現れた彼は非常に聡明で、独特の知性を放つ人だった。 驚いたのは、彼の婚活への向き合い方だ。彼はなんと、相談所に登録されている約1万人分の自己PR文をすべて熟読し、独自に研究・分析したというのだ。
「頭の良い人は、やることが違う……」 管理職としてデータとロジックを重んじる私は、その徹底したアナリストぶりに思わず感服してしまった。
彼が私に申し込んできた理由もまた、非常に興味深いものだった。 「あなたのPR文、内容が完全に『経営者』の視点なんですよね。それなのに肩書きは会社員。そのギャップが不思議で、ぜひ一度話してみたいと思ったんです」
私の文章から滲み出る仕事へのスタンスやロジックを見抜き、そこに知的な好奇心を持ってくれた。これまでの、言葉の端々に「俺の許可」を求めてくる男性たちとは違い、対等な知性で会話ができる。その点において、私は彼に強い尊敬の念を抱いた。

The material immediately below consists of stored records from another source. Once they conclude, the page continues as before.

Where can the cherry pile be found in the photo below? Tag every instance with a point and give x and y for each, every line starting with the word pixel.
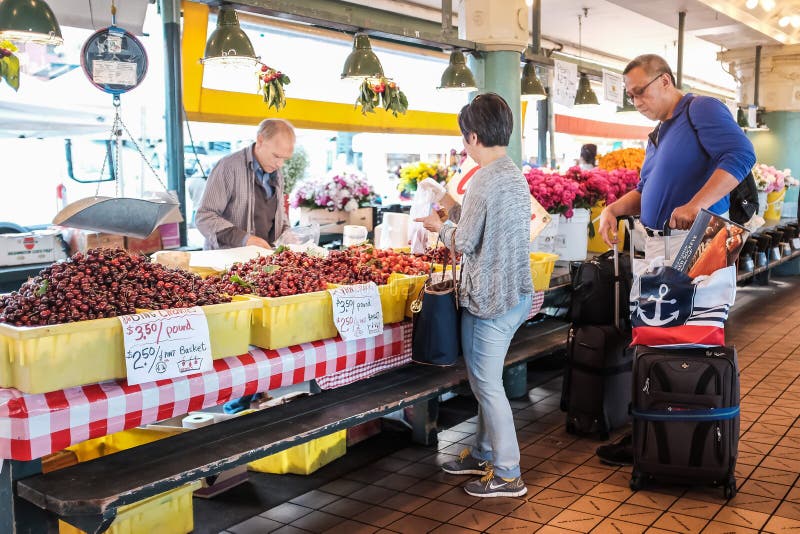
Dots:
pixel 439 255
pixel 103 283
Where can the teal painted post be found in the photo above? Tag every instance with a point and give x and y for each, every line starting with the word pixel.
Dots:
pixel 502 76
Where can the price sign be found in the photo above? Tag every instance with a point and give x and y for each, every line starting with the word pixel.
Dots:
pixel 357 311
pixel 166 344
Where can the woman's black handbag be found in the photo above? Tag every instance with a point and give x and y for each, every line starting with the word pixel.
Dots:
pixel 436 338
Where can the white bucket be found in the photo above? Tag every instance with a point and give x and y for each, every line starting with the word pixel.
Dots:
pixel 572 239
pixel 546 240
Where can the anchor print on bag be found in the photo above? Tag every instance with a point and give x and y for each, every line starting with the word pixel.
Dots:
pixel 670 309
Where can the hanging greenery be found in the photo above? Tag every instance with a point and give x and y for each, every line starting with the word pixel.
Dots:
pixel 381 92
pixel 9 64
pixel 270 84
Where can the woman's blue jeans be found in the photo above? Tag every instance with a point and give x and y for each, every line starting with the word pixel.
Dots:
pixel 485 344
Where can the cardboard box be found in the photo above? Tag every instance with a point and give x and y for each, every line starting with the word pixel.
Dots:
pixel 83 240
pixel 41 246
pixel 148 245
pixel 333 222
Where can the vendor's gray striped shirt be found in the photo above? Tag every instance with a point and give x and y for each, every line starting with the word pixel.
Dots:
pixel 493 234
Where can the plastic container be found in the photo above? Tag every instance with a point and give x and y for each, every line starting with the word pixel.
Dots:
pixel 305 458
pixel 48 358
pixel 286 321
pixel 166 513
pixel 542 265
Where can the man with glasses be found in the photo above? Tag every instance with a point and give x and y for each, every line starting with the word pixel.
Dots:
pixel 694 158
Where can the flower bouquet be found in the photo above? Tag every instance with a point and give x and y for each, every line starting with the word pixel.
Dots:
pixel 413 173
pixel 9 64
pixel 624 158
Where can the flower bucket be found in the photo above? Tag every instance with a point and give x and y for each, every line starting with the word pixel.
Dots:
pixel 596 243
pixel 774 204
pixel 572 240
pixel 546 240
pixel 762 203
pixel 790 202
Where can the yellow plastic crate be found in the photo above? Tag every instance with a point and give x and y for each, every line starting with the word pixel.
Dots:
pixel 166 513
pixel 48 358
pixel 542 264
pixel 305 458
pixel 285 321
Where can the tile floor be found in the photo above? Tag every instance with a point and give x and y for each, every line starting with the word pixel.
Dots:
pixel 569 490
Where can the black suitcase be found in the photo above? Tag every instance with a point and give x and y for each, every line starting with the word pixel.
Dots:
pixel 596 387
pixel 685 408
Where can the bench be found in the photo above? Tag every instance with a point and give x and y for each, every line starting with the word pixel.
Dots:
pixel 88 495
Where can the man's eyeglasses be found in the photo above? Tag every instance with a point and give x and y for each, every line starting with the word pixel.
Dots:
pixel 635 93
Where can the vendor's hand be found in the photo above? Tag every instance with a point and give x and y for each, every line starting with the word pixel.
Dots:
pixel 432 223
pixel 607 227
pixel 683 217
pixel 256 241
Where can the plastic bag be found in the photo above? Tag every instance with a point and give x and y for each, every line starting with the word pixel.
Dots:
pixel 428 192
pixel 299 235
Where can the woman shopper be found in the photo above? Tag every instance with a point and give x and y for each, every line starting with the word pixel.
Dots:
pixel 496 289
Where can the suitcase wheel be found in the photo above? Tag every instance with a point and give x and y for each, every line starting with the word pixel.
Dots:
pixel 730 488
pixel 637 481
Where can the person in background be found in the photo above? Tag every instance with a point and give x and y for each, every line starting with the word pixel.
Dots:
pixel 243 200
pixel 588 156
pixel 495 293
pixel 685 169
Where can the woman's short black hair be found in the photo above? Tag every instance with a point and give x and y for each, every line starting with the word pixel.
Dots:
pixel 489 117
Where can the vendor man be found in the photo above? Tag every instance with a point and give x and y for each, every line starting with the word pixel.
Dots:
pixel 243 201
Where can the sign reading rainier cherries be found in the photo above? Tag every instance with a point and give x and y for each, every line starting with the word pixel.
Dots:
pixel 166 344
pixel 357 311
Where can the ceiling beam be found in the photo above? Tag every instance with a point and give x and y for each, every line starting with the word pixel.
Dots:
pixel 342 16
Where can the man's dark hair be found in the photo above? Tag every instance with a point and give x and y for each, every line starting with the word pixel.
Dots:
pixel 652 64
pixel 488 117
pixel 589 153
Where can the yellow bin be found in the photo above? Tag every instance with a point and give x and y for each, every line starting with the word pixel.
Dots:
pixel 542 265
pixel 305 458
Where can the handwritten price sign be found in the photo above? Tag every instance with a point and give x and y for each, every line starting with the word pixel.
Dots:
pixel 166 344
pixel 357 311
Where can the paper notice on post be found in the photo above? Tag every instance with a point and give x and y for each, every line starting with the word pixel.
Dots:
pixel 166 344
pixel 357 311
pixel 565 83
pixel 613 87
pixel 114 72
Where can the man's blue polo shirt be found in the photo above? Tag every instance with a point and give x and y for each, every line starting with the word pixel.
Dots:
pixel 676 167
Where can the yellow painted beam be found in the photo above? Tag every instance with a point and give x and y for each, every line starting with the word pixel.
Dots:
pixel 193 46
pixel 241 108
pixel 210 105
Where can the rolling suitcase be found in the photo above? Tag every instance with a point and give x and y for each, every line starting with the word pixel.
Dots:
pixel 685 408
pixel 596 387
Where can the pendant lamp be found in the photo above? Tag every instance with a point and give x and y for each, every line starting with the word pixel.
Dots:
pixel 362 61
pixel 29 21
pixel 532 89
pixel 457 75
pixel 585 95
pixel 228 44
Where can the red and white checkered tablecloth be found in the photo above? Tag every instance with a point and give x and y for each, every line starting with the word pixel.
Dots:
pixel 34 425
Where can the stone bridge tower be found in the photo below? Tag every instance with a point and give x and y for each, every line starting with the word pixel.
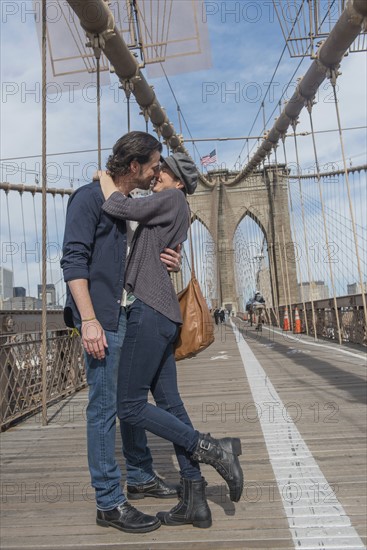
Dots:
pixel 263 196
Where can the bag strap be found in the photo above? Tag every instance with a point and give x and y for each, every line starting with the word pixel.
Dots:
pixel 193 276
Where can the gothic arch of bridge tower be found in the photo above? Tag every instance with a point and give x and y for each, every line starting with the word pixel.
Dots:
pixel 221 207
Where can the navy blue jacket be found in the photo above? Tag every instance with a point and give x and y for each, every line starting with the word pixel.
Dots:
pixel 94 248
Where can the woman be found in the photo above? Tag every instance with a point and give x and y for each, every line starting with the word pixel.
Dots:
pixel 147 359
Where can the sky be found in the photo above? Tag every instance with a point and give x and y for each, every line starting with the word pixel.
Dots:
pixel 246 43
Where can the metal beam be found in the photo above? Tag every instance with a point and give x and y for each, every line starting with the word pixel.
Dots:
pixel 329 55
pixel 97 20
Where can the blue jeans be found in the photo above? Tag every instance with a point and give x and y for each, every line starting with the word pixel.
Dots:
pixel 148 363
pixel 101 428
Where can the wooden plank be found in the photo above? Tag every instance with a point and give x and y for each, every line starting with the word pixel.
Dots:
pixel 47 501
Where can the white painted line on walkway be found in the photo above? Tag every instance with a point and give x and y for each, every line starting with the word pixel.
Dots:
pixel 306 341
pixel 315 516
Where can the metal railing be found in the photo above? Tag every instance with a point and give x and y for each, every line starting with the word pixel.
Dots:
pixel 21 387
pixel 351 318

だからこそ、私たちは「仮交際」へと進み、2回目のデートまで重ねることになったのだが――。 そこで、どうしても超えられない壁にぶつかった。
それは、「パーソナルスペース」のバグである。
彼はとにかく、物理的な距離感が近かった。 決して下心があるような嫌な近さではない。ただ、一緒に並んで歩いている時に、何度も何度も肩がぶつかるのだ。
私は、自分のパーソナルスペースを大切にするタイプだ。 どれだけ話が面白くても、どれだけ知性を尊敬できても、歩くたびに体が接触するその距離感のなさに、私の本能が「NO」のアラームを鳴らし続けた。
仕事のプロジェクトなら、ロジックで折り合いをつけられる。 けれど、結婚という生活を共にする関係において、この「生理的な違和感」は、努力や理詰めで解消できるものではなかった。
「素晴らしい人だけど、この人と並んで歩き続ける未来は想像できない」 結局、2回目のデートを終えたところで、私はお断りの連絡を入れた。
こうして、私の記念すべき「1日3連発お見合い」は、見事なまでの収穫ゼロで幕を閉じた。 疲弊しきって帰る電車の窓に映る自分の顔を見ながら、私は押し寄せる暗い感情と戦っていた。
婚活をスタートした時点で、私の頭の中には具体的な「妊活・不妊治療」のスケジュールが厳然として存在していた。 いや、厳然と存在していたからこそ、普段はあえて「考えないように」心の奥底に厚い蓋をしていたのだ。そうでもしなければ、焦りで足がすくんでしまうから。
けれど、容赦なくその時はやってくる。 1年が経ち、また1つ誕生日を迎えるたびに、砂時計の砂がサラサラと音を立てて落ちていくような恐怖が足元から這い上がってくる。 周りの友人が結婚し、新しい命が生まれたという報告を聞くたびに、「一刻も早くお相手を見つけて、治療に入らなきゃいけないのに……」という焦燥感が、鋭い刃のように胸を刺した。
仕事では管理職として順調にキャリアを重ね、いくらでもロジックで問題を解決できるのに。 なぜ、人生で一番手に入れたい「我が子に会うための切符」だけは、こんなにも遠いのだろう。
3000万の上司、家政婦オレオレ男、データ分析医。 彼らとの出会いは、華やかなハイスペ婚活のエンタメなどではない。私にとっては、文字通りタイムリミットと戦う「命がけの打席」の、ほんの最初の3回に過ぎなかったのだ。
胸の奥の焦りを必死に宥めながら、私はまた、明日の仕事へ、そして次なる打席へと向かう準備を始める。 大手の砂漠での戦いは、まだ始まったばかりだった。